# How to find derivative of 2-D elliptical Gaussian function with different standard deviations along $x$ and $y$ directions?

I am trying to find the 2-D derivative of an elongated Gaussian density. The Gaussian has standard deviations $\sigma_x$ and $\sigma_y$. How can I get the scale-normalized 2-D Gaussian derivative in this case? Normally, I'd multiply by $\sigma^2$, but what to do when the standard deviation in different in each dimension? Thank you.

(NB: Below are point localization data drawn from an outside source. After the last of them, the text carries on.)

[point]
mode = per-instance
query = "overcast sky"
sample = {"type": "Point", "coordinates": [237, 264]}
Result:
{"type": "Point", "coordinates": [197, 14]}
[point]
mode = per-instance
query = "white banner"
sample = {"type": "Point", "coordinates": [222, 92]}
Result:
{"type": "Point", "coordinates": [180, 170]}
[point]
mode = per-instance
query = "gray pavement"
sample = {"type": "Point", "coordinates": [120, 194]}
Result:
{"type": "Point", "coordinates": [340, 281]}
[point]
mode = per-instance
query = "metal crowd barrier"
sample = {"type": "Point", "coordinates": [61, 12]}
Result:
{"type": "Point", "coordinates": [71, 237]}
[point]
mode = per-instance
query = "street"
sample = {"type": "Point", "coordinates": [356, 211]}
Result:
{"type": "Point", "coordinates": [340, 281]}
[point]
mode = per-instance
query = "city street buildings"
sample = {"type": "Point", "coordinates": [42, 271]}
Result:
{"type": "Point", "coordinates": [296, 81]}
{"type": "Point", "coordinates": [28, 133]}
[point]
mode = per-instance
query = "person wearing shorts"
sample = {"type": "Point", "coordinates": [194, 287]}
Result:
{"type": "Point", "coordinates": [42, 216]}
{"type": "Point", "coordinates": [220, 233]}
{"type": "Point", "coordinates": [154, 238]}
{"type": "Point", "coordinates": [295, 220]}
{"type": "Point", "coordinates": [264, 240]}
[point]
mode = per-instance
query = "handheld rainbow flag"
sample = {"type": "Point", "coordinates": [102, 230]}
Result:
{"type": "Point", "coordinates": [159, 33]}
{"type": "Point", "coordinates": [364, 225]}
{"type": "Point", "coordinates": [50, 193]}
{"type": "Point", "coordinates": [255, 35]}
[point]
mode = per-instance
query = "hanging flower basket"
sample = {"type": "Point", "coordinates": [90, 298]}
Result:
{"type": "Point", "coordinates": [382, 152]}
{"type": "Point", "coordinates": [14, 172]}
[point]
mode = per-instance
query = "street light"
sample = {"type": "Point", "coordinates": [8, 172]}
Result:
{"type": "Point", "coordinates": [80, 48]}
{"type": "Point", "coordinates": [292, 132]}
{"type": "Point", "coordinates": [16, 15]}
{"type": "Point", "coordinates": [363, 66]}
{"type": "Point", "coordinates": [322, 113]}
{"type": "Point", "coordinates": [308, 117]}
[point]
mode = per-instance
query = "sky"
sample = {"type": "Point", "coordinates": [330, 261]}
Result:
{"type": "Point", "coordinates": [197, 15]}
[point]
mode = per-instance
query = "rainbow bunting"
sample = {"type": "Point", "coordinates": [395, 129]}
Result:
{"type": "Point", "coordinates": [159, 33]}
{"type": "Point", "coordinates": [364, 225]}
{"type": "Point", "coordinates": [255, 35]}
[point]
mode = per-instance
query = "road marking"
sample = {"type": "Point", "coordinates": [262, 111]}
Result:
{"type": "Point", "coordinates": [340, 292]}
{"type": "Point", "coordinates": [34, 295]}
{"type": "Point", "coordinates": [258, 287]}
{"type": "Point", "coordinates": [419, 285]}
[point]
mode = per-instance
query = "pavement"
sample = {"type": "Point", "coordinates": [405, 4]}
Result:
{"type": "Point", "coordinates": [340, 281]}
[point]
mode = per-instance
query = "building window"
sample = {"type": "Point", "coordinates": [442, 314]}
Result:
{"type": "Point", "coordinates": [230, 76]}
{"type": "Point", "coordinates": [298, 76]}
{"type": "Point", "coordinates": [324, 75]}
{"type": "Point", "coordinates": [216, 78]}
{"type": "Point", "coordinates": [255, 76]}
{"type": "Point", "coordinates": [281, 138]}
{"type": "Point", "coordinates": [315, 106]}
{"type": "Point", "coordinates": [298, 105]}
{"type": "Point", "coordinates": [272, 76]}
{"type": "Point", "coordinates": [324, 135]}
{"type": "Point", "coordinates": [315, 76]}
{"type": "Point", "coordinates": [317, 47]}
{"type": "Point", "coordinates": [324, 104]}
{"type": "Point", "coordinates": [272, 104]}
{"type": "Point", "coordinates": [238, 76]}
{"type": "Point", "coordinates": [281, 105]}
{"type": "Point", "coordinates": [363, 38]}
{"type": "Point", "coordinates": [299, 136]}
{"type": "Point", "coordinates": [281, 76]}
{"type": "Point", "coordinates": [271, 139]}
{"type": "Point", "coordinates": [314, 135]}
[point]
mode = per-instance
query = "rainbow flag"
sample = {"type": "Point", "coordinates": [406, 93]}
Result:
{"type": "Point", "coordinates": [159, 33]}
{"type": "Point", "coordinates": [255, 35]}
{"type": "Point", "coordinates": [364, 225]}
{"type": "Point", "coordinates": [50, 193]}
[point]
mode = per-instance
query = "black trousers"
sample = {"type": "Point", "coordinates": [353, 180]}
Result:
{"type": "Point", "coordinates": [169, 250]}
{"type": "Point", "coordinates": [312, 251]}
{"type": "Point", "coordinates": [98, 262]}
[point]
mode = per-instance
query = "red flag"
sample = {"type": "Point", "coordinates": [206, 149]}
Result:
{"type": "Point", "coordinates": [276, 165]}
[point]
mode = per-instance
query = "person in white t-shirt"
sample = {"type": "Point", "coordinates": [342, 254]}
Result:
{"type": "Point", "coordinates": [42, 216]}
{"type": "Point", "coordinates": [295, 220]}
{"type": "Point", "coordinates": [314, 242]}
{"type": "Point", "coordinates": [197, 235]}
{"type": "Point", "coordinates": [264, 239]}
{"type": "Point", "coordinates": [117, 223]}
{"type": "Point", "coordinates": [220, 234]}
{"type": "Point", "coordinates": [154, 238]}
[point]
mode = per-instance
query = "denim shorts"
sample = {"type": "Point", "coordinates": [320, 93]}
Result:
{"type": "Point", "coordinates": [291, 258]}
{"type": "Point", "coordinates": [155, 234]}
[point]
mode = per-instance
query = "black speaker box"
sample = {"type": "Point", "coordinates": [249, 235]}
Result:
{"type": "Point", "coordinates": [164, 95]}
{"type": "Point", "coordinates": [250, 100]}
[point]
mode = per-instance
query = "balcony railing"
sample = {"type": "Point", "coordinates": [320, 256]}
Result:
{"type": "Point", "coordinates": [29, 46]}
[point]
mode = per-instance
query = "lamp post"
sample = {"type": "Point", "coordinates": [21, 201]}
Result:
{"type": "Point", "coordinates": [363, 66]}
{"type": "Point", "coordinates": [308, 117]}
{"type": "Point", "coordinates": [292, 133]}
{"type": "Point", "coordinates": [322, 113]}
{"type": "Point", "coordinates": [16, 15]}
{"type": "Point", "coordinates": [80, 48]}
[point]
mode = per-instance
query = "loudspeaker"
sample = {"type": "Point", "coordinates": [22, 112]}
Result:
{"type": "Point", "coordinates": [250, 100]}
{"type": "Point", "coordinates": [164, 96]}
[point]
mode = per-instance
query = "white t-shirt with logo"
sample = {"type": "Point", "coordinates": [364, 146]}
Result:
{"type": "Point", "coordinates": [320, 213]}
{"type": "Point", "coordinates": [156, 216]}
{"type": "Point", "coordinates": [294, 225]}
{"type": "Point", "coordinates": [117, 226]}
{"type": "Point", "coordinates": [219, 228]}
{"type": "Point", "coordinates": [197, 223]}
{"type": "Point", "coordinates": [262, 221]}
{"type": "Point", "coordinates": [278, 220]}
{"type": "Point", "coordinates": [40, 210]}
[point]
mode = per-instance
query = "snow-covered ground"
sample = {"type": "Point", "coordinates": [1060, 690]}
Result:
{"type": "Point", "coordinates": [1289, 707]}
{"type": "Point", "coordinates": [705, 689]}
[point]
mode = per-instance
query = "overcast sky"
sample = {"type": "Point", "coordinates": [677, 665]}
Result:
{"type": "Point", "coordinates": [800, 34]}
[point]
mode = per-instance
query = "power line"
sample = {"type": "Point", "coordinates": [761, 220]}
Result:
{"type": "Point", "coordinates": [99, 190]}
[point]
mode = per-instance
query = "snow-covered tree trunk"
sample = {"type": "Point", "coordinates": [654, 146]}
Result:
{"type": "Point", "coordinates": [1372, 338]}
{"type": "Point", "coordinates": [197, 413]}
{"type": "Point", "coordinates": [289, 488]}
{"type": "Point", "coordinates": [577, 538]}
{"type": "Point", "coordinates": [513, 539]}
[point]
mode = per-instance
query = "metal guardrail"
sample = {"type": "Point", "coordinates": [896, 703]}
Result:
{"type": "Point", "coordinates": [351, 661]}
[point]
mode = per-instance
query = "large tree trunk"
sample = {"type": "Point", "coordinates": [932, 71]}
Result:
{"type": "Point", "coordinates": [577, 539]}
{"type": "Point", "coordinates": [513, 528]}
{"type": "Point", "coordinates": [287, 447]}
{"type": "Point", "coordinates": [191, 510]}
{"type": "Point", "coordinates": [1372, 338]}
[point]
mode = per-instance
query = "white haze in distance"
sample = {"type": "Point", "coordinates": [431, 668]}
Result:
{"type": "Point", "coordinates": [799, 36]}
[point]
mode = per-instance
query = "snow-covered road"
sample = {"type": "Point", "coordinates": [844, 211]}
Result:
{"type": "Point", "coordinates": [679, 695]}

• What is the use of the 2-D derivative (I assume you mean $\frac{\partial^2 f_{X,Y}(x,y)}{\partial x\partial y}$ where $f_{X,Y}(x,y)$ is the bivariate Gaussian density) and why do you think that the result is a Gaussian derivative, whatever that means? Since you don't mention the correlation between $X$ and $Y$, are they independent? If so, $f_{X,Y}(x,y) = f_X(x)f_Y(y)$ which makes the double partial derivative just the product of the individual Gaussian "derivatives" which presumably you know how to find. – Dilip Sarwate Dec 8 '15 at 17:05
• I am actually looking for scale-normalized 2D derivative of a non-uniform Gaussian function. Since it is non-uniform so it is defined by two standard deviations like sigmax and sigmay. Since I will generate a stake of these derivatives for my image, i need to find the max response. However, I have to first make them scale-normalized.. So how to do that. – Mohammad Asmat Ullah Khan Jan 4 '16 at 23:15
• Could you write down the function and what you are after? – Royi May 4 '16 at 17:08
• Votes and best answer validation are required – Laurent Duval Jul 28 '19 at 12:04

If you differentiate in the $x$ direction, due to the separability, you simply replace the scale factor $\sigma$ that goes out of the exponential by $\sigma_x$ (potentially with its square), the same in the $y$-direction. If you differentiate two times, you will get some $\sigma_x^2\sigma_y^2$, $\sigma_x^4$ or $\sigma_y^4$ instead of $\sigma^4$.
Your formula should be consistent with the former ones when you set $\sigma_x = \sigma_y = \sigma$.